To determine the ability of ReCDA to hydrolyse the acetamido group, we used a series of polymeric substrates, including chitin powder, colloidal chitin (prepared using chitin powder), chitosan polymers with 80 and 90% DD, and glycol-chitin (Wako, Japan). Crude ReCDA (5 mL) was stirred into an excess of substrate solution and the mixture was allowed to react for 12 h at 37 °C and pH 4.0 with agitation. Samples were then boiled for 5 min and the relative activity of the crude ReCDA toward different substrates was assessed by HPLC to measure the production of acetic acid49,50. Glycol-chitin and the product of glycol-chitin hydrolysis were also analysed by MALDI-TOF MS using an Ultraflex II TOF/TOF MALDI-TOF mass spectrometer (Bruker Daltonics, Germany) alongside an N2 laser with a 337-nm wavelength at a frequency of 50 Hz and positive ion-reflector mode at an accelerating voltage of 20 kV. All analytes were spotted on a 384-spot stainless steel plate and 2,5-dihydroxybenzoic acid (DHB) was used as the matrix, with 0.6 μL of matrix solution applied to each spot29.

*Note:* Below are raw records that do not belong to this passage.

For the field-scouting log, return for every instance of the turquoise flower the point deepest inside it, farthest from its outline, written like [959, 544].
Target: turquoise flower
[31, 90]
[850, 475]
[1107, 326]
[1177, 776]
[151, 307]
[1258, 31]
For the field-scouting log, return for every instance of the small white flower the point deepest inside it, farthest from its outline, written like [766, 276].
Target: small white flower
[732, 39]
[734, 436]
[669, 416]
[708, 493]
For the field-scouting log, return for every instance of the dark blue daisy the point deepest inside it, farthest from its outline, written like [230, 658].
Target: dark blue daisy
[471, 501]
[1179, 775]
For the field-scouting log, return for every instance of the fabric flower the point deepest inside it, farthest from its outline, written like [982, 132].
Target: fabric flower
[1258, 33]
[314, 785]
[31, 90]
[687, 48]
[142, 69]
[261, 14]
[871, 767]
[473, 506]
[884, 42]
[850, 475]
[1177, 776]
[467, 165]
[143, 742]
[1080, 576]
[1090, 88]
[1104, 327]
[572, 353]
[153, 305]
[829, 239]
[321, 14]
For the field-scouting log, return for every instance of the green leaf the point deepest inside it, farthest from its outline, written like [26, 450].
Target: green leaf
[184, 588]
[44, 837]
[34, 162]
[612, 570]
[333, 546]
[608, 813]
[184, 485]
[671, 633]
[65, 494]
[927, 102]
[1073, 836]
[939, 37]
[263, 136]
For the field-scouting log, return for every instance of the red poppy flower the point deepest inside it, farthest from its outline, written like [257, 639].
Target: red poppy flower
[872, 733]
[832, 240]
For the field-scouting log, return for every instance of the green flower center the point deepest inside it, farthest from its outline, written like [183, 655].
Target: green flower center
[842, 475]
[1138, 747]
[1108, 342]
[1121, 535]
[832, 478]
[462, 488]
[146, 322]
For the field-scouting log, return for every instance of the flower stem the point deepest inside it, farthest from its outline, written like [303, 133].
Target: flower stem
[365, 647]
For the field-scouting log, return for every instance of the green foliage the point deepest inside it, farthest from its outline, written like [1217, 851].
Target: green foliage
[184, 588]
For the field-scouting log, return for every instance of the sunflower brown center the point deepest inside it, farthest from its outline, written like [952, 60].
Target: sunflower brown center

Whole genome sequencing, assembly, and annotation

The whole genome sequencing of R. equi F6 was performed by Suzhou Genewiz Biotechnology Co. Ltd. PCR products from R. equi F6 were cleaned up and validated using an Agilent 2100 Bioanalyser (Agilent Technologies, Palo Alto, CA, USA) and quantified using a Qubit 3.0 Fluorometer (Invitrogen, Carlsbad, CA, USA). Libraries with different indices were multiplexed and loaded using an Illumina HiSeq instrument (Illumina, San Diego, CA, USA), according to the manufacturer’s instructions. Sequencing was carried out using a 2 × 150 paired-end (PE) configuration, while image analysis and base calling were conducted using HiSeq Control Software (HCS)+OLB+GAPipeline-1.6 (Illumina) on a HiSeq instrument (Illumina). The library was also sequenced on a PacBio RSII/Sequel SMRT instrument51. Coding genes were annotated using BLAST in the National Centre for Biotechnology Information (NCBI) NR database. Gene function was annotated using the GO database, while pathways were annotated using the KEGG database. Proteins were classified phylogenetically using the COG/KOG Clusters of Orthologous Groups (COG/KOG) database.

Nucleotide sequence accession number

The nucleotide sequence of R. equi F6 was deposited in the NCBI SRA database under the accession number PRJNA526377.